Словно в каком-то оцепенении я слушала всё, что говорил Стужев. Хотелось закрыть уши ладошками, как в детстве, и громко кричать ему в лицо, что это всё не правда. Что он врёт, что всё выдумал… но я продолжала сидеть и смотреть перед собой, иногда стирая никак не желающие перестать стекать по щекам слёзы.
– С детективом отца я решил больше не связываться, хотя он подсунул мне адрес твоей матери, – Лёша с какой-то болью в голосе усмехнулся. – На самом деле, к ней я захотел съездить, чтобы убедить в очередной провокации отца, но… Это была не нанятая актриса. Твои фотографии, вещи… ну и известие о гибели.
– Нужно было искать моего отца, – едва слышно выдохнула я, до боли зажмурившись.
В голове не укладывалось, что мама могла устроить подобное. Да, отношения у нас не ладились. Да, мы редко виделись и чаще всего встречи заканчивались очередной ссорой. Но…
Она же мать!
Как она могла так поступить со мной? Как?!

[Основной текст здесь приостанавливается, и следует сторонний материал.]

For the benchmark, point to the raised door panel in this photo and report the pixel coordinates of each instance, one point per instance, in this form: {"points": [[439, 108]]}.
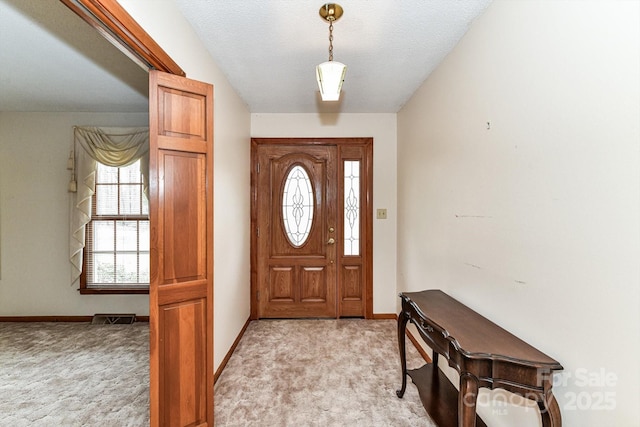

– Татьяна Николаевна меня заверила, что никаких родственников, кроме неё, у тебя больше нет, – отозвался Стужев. – Отец давно умер, ты у неё единственный ребёнок, а всё остальное… твои типичные манипуляции. Она много говорила. Про деньги, про обеспеченное будущее. Про то, как ты нацелилась женить на себе богатенького мажорчика. Даже про меня ей мельком рассказывала, – он замолчал, шумно выдохнув. – У меня не было причин ей не верить. Я даже отца обвинял в том, что он подстроил ту автомобильную аварию. Довёл его до очередного приступа… правда, теперь начинаю понимать, что там и первого не было.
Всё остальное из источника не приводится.